Just to be clear: this isn’t specific to Hackage. Consider the following Stack configuration:

resolver: lts-12.0
extra-deps:
- https://example.com/my-file.tar.gz

Who’s to say that my-file.tar.gz isn’t changed at

some point, even if I control that domain name? Stack has no way of

guaranteeing such stability with the provided information.


Already today, Stack provides a more reliable way to specify the cabal file revision:

resolver: lts-12.0
extra-deps:
- acme-missiles-0.3@sha256:2ba66a092a32593880a87fb00f3213762d7bca65a687d45965778deb8694c5d1,613

However, we still rely on Hackage metadata for ensuring the

sdist tarball is unmodified. Why not just double down on the

hashing approach? With Pantry, we do just that! As an example (I’ll

share the source a bit later):


- hackage: ALUT-2.4.0.2@sha256:6fbceae566b3d63118c67db71645f48ba22b195c58328863d274a76fba086fc1,3895
  pantry-tree:
    size: 2402
    sha256: 8985dfc0fe299d313690cd4db86c511340f805df5e6d3fab79c15d36ac5d8c71

We’ve already discussed trees. In

this case, that 8985dfc… hash is a hash of the binary

representation of the tree, and that binary representation is of

size 2,402 bytes. Anyone following the same Pantry algorithm who

downloads the same ALUT-2.4.0.2.tar.gz file with the

same cabal file revision will end up with that same hash and file

size. Any Pantry caching server (which we still haven’t spoken

about!) will be able to serve up that information.


“You really expect me to enter all of that information each time

I add a dependency?” you may ask. The answer is: no, of course not.

That would be sadistic. Keep reading.


Resolving resolvers

The story with figuring out what lts-12.0 is much

the same. Stack parses that string and realizes it’s looking for an

LTS snapshot, major version 12, minor version 0, and goes to the

appropriate URL, downloads the contents, saves them locally… and hopes they never change at any point in the future.

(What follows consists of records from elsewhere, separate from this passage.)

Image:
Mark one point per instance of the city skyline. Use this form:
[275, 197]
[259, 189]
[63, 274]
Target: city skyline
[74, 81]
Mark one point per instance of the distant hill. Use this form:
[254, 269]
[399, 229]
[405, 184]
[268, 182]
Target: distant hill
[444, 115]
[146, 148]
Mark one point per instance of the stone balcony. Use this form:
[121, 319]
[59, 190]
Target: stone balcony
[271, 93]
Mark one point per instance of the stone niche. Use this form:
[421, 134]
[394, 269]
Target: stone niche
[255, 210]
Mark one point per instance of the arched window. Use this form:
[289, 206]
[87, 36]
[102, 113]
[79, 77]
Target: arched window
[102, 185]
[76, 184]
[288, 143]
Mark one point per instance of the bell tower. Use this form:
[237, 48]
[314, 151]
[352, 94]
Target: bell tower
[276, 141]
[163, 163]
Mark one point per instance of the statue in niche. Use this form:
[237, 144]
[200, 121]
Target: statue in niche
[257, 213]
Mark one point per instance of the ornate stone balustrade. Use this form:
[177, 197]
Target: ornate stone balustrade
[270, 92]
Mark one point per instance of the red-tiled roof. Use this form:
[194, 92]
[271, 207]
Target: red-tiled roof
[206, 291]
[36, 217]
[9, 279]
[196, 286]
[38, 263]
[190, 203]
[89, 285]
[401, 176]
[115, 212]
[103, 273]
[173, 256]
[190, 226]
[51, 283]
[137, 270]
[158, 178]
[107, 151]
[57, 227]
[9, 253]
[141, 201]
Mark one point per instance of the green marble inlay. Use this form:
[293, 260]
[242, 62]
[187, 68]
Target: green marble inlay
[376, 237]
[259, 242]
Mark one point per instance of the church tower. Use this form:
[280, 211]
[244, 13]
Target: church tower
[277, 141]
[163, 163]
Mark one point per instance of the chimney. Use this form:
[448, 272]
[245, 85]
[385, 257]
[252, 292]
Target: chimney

I run that repo. I promise, unless there’s a major bug to be

fixed (like incorrect hashes), I don’t intend to modify those

files. They should be reproducible. But you shouldn’t

trust me. Seriously, assume I’m trying to break your project: it’s

the right mindset for thinking through reproducible builds.


Tomorrow, I could upload a new version of conduit with a back door in it, modify the lts-12.0.yaml file to use it, and the next time you run stack build with

a non-cached download, you’ll get my bug. The original time you

built and tested, everything would have worked just fine. But now

you’re wide open for an attack.


I probably sound like a broken record by now, but I think you

can guess where this is headed. That’s right: hash the snapshot

files too! Instead of resolver: lts-12.0, you’ll have something like the following (exact syntax still in flux):


resolver:
  url: https://raw.githubusercontent.com/commercialhaskell/stackage-snapshots/master/lts/12/0.yaml
  sha256: a55695a7236e46740e369d778d83e44475ed4f1c80783071835dae43658bada6
  size: 500006

You may have noticed that this is using a different repo than

previously. That’s because the Stackage snapshot file format is

changing with the new Pantry-based Stack to be the same as the

existing custom snapshot format. I’ve just completed converting all

of the LTS Haskell and Stackage Nightly snapshots over, feel free

to take a look if you’re interested. Bonus: these files are much

smaller by eliminating a bunch of extraneous information, which

we’ll keep separate from the snapshtos themselves.


Are you sadistic?

So back to that point: who in their right mind wants to right

down this kind of information? Obviously nobody. But this is

exactly the kind of thing tools are really good at writing instead!

Here’s my planned execution:


  • Add support for all of these hashes in Stack, retaining support for the hash-less configuration formats

  • Add a command (maybe stack freeze? bike shedding

    welcome) which either converts your config files in place to

    include the hashes, or spits out hashed version that you can

    copy-paste. The latter may be nicer to avoid trashing YAML file

    comments.

  • Add a warning to Stack when it detects you have hash-less values in your config files, and recommend running stack freeze

And here’s the mental model. You will end up being vulnerable to

bad content from upstream when you initially say

lts-12.0. But when you initially choose any

upstream snapshots or packages, you’re vulnerable to them

containing incorrect or malicious code. It’s your responsibility to

ensure you’re getting something you can trust, and no tool can fix

that for you.


But once you’ve vetted those files, you want your tool to ensure

that those files are never changed out from under you. Initially

specifying the simple format (e.g., lts-12.0), testing

your configuration, and then adding in the hashes, achieves this

goal. And fortunately, our tooling can make this (relatively)

painless.


What’s next?

I still haven’t implemented the freeze command, so that’s on the

horizon. There are also still lots of pieces of unimplemented code

in the pantry branch. But most likely I’m going to

take a break from the Stack work itself soon, and start working on

a new Stackage curator tool that works with Pantry, and makes it

much easier for others to test their own snapshots. It will also

make it easier to create snapshots with packages outside of Hackage

for easier testing of proposed code changes. Stay tuned!